We arrived the next morning looking forward to seeing some history making aircraft, and facilities that are very important to our National Defense system.  We were filled with information on the ride from Boron to the entrance of the base, we drove for miles along the border of the base and Lydia wondered if we would ever get there.  We made it through the security checkpoint without a hitch (not that I was expecting a problem) and drove over to some of the first aircraft we were able to see on display outside the NASA buildings.

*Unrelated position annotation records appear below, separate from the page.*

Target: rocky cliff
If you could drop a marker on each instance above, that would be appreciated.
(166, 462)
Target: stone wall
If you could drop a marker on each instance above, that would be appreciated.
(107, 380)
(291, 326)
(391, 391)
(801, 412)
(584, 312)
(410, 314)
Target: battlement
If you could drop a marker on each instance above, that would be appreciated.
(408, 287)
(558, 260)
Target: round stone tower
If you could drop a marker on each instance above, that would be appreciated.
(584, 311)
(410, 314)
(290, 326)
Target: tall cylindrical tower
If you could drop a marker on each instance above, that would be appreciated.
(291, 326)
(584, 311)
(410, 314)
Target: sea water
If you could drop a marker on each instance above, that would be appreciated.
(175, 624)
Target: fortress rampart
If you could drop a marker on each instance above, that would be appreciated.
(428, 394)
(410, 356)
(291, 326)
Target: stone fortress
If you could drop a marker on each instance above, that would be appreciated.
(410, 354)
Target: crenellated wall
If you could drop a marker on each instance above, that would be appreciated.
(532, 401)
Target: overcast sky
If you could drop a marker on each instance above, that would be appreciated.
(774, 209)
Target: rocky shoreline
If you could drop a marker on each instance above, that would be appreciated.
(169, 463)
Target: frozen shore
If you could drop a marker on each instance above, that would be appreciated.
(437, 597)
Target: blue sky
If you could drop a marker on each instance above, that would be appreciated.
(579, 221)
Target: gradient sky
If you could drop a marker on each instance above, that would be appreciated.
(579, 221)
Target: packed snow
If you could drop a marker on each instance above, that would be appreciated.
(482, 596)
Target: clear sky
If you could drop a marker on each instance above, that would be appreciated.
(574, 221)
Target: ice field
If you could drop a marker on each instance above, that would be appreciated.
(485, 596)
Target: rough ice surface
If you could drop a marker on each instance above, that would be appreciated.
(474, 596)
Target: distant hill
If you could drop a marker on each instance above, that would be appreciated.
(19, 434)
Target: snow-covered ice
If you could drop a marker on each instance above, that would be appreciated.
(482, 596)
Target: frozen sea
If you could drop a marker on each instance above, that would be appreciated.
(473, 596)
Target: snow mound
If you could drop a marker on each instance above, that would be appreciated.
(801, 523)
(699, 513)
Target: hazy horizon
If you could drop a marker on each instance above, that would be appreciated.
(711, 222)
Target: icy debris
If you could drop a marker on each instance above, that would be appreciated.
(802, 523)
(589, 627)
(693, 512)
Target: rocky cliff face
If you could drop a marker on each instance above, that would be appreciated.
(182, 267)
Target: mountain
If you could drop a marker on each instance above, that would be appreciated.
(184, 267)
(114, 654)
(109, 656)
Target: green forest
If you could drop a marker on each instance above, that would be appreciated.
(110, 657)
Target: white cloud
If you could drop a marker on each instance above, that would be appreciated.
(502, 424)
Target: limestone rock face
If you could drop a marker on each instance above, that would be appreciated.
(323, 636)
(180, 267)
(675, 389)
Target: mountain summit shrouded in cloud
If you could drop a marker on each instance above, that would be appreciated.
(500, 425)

We walked around these planes, Lydia was surprised how large they were in person, she would be in for a big surprise when we got closer to some a few minutes later.  We drove from the NASA buildings over to the Chuck Yeager Memorial, and Lydia posed for a picture.  He might have made a good grouchy Hobbit based on his size and a description of his personality.  We drove from the memorial to the Machine Shop, where I had to take a picture of Lydia with a Hyster Forklift since I spent 7 years designing special options for these exact pieces of machinery.  I wish I could have taken pictures in the repair hanger where a row of B-52’s were lined up along with several other aircraft.  We were able to walk through the tire supply area and see tires up close for all types of aircraft.  When we left the machine shop, we drove to the other end of the base where we were able to see the remains of the Extended High Speed Test Tracks.

We drove around the base to see the X-1 Loading Pit, this is where the X-1 plane was loaded onto the belly of the larger plane that dropped it.  The X-1, piloted by Chuck Yeager, was the first plane to break the sound barrier.  There are plans to fill this pit in so there will be a little more concrete in the parking lot, it is a shame pieces of history like this are not thought of as important anymore.  We drove around to another facility where I couldn’t take pictures and walked around several large planes and saw where they did fire training on the base.  Then we made it to the outside of the museum on the base where there were several other planes on display outside.  My favorite has always been the SR-71 blackbird, it never gets old walking up to one of the amazing machines.  Once our guide told me what the ICBM was (I had no idea what one looked like up close), it made chills run down my spine.  It is hard to believe that these devices could cause so much destruction..  In the background of the shots that show the dry lake bed runway and a large portion of the base, you can see a large black structure.  This was the MDD (Mate De-Mate Device) that allowed the Space Shuttles to be mounted on the back of a jumbo jet so it could be flown back to Florida.  This, literally HUGE, piece of history is probably going to be scrapped in the near future since they don’t want to donate it to a museum.

We are very thankful for the opportunity to go on this tour, and will remember it for sure.  I just wish I could remember the name of the gentleman that gave us the tour, maybe someone will fill me in.  Please let me know if I made any mistakes with the information included in this post so I can make corrections.